5. DevOps and status endpoints

The DevOps API can change log levels, retrieve runtime configuration, and send piggyback commands to internal actors. It is secured by default, but with a well-known sample password.

  • Prefer OAuth2 as the first choice for both the DevOps and the status endpoints (devops-authentication-method = "oauth2" and status-authentication-method = "oauth2"). With an OIDC provider you get short-lived tokens, central revocation, and per-operator identity — so when an administrator should no longer have access you revoke it at the provider, with nothing to rotate across the Ditto deployment. Basic auth, by contrast, is a single shared secret that must be changed and redistributed every time anyone who knew it loses access.
  • If you must use basic auth, treat the password as a shared secret: change the DevOps password (default foobar) via DEVOPS_PASSWORD / configuration and the status endpoint password, and rotate both whenever an operator leaves or the secret may have leaked.
  • Do not expose /devops or /status through the public ingress regardless of the authentication method. Keep them on an internal, operator-only path.

DevOps and piggyback commands are reachable only through this HTTP /devops endpoint. The user-facing WebSocket (/ws/2) accepts only twin/live signals and policy announcements (plus in-band JWT refresh) — it cannot carry DevOps or administrative commands — so securing /devops and /status fully covers the administrative surface.

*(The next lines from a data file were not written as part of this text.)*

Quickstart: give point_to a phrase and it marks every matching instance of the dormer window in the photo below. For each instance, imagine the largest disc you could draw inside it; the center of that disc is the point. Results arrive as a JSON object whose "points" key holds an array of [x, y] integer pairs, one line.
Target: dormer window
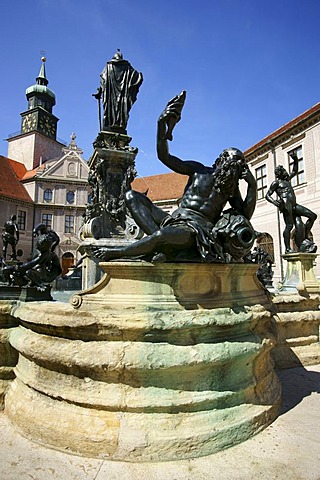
{"points": [[70, 197], [47, 195]]}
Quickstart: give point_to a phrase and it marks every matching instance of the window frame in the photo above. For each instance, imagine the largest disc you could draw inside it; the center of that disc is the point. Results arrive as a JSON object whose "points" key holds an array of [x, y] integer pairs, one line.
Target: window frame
{"points": [[261, 190], [69, 226], [45, 218], [44, 195], [22, 220], [298, 179], [73, 197]]}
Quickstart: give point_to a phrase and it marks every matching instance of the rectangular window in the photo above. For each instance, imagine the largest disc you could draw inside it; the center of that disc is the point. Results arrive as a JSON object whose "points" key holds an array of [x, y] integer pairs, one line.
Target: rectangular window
{"points": [[261, 177], [69, 224], [21, 220], [297, 179], [47, 219]]}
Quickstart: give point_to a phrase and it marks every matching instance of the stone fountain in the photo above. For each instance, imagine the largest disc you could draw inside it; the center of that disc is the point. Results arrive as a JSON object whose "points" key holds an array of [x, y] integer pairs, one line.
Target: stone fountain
{"points": [[167, 356]]}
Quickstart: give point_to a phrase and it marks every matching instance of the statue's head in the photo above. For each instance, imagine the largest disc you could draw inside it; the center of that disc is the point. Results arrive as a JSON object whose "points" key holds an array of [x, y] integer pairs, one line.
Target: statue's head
{"points": [[118, 55], [44, 243], [233, 158], [229, 168], [281, 173], [39, 229]]}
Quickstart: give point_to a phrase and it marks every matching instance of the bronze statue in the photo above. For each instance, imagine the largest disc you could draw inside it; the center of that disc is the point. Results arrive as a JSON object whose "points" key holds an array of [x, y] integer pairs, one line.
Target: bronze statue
{"points": [[44, 266], [193, 231], [10, 236], [118, 90], [291, 210]]}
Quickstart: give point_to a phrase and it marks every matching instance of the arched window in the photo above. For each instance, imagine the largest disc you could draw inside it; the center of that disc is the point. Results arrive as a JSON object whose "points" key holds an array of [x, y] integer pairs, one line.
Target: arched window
{"points": [[265, 241], [47, 195], [67, 261], [70, 197]]}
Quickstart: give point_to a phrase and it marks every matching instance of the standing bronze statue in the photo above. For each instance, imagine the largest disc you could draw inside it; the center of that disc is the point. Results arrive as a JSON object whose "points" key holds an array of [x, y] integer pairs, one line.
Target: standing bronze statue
{"points": [[197, 230], [291, 210], [10, 236], [43, 268], [119, 87]]}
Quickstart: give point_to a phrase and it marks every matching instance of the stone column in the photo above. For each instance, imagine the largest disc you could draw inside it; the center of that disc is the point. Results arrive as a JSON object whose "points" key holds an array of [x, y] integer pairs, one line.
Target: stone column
{"points": [[155, 362], [300, 275], [8, 356]]}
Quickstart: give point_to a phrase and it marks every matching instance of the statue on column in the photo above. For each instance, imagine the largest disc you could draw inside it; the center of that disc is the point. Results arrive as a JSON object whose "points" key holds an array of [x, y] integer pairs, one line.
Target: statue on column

Keep secrets out of retrievable configuration

/devops/config (the RetrieveConfig command) returns the live service configuration. If you place secrets (database passwords, connection credentials, signing keys) directly in the HOCON configuration, an operator with DevOps access can read them. Prefer injecting secrets via mounted files or a secrets manager and referencing them indirectly, and restrict DevOps access to trusted operators.

6. Error responses and information disclosure

Ditto error responses are intentionally minimal: they contain only status, error, message, description, and an optional href. Stack traces are never included in the HTTP response, and client-error (4xx) exceptions are constructed without capturing a stack trace at all. No additional configuration is required to suppress stack traces from API responses.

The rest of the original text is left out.